February 09, 2003

Spambashing

I've been changing my spam filtering techniques again.

Once upon a time, I set up SpamAssassin on my Unix account at plokta.com, with some procmail configuration to filter messages through it appropriately. And it mostly worked, with some false negatives (spam marked as clean) and a few false positives (which are more serious), but I couldn't trust it to delete spam unseen, just to let me filter it to a different mailbox for manual inspection. It took more memory than my quota allowed, and if the reaper (running every thirty seconds) happened to run while it was filtering a message, it was killed and the message wasn't filtered -- but procmail let me run it again if it failed the first time, which fixed that.

Then the influential essay A Plan for Spam was published, outlining a plan for building a learning filter using a Bayesian algorithm (which apparently later turned out not to actually be Bayesian). It promised better detection rates than SpamAssassin. So I installed SpamOracle in the shell account, and set to training it. It seemed to work rather better than SpamAssassin, but it was difficult to continue to train it because I was reading my email on a Windows machine on a different continent from the shell account where the filtering was happening, and there was no easy way to get the categorised emails back to the SpamOracle database.

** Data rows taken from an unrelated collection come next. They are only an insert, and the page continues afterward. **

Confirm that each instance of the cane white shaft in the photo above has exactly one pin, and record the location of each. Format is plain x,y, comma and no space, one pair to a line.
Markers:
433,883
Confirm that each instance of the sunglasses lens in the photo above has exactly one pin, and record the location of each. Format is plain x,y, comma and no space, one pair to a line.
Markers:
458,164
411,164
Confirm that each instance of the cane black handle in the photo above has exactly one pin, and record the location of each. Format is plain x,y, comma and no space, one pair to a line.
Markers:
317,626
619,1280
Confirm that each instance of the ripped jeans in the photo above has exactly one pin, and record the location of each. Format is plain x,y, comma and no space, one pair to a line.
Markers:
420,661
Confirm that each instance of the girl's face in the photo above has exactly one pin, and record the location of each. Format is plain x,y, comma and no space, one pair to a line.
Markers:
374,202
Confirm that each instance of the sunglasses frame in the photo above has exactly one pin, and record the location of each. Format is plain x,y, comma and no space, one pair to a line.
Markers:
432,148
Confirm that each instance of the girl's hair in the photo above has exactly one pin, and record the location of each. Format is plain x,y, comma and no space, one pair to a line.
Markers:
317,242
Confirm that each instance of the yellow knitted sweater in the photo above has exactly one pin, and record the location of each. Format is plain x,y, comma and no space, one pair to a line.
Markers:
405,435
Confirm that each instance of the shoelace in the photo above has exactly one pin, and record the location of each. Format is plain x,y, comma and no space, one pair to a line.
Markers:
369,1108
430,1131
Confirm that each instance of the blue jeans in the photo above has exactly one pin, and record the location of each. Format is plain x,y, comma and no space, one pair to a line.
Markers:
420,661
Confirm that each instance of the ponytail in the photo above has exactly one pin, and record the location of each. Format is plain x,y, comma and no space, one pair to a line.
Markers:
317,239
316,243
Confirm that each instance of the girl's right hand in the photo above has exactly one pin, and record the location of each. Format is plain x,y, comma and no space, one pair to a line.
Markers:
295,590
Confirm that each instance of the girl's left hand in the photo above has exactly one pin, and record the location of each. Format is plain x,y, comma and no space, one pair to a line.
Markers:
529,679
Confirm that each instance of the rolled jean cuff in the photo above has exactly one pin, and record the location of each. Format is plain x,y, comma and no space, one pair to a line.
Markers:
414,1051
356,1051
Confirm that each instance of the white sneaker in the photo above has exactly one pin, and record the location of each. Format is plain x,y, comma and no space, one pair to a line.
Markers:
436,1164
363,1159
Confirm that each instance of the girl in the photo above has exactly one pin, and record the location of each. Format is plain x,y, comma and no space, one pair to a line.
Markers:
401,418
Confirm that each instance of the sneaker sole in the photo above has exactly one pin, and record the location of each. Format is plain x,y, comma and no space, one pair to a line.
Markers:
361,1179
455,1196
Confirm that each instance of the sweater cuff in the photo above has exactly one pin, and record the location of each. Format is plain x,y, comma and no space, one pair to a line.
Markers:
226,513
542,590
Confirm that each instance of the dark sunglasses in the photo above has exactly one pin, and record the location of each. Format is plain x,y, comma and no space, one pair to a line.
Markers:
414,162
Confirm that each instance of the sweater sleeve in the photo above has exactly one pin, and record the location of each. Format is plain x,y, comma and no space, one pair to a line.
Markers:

With both SpamAssassin and SpamOracle, my email accounts at Demon (lots and lots of spam and a very small number of non-spams) and BT (pretty well no spam, since that address has never been broadcast) weren't getting filtered at all.

Next, I got my Powerbook and started reading email on a Mac instead of a Windows machine. The Mac's mail application has its own learning filter built in, which makes it very easy to train as there's a button on the toolbar to let you change a mail's status between spam and not-spam. Unfortunately, after two months of training, I can report that it doesn't work very well, still giving a lot of false negatives and a few false positives. It would be nice if Apple provided some hooks to allow third parties to replace it with their own algorithms while keeping the easy training -- but they don't.

This weekend, Tibs mentioned that Spambayes was working very well, so I checked it out. Their claims for their algorithm are extremely impressive. And it will operate in a mode where you run a POP3 proxy locally, and it filters the messages as they come in, but remembers the messages. There's a local web-page you can use to classify them, and it's very simple to use, if not quite as well integrated as the Mac's own mail app.

So I'm running three local POP3 proxies, and am busy training. I don't have a corpus of pre-classified material in a format that I can easily feed to it, so it may take a week or two to become fully effective.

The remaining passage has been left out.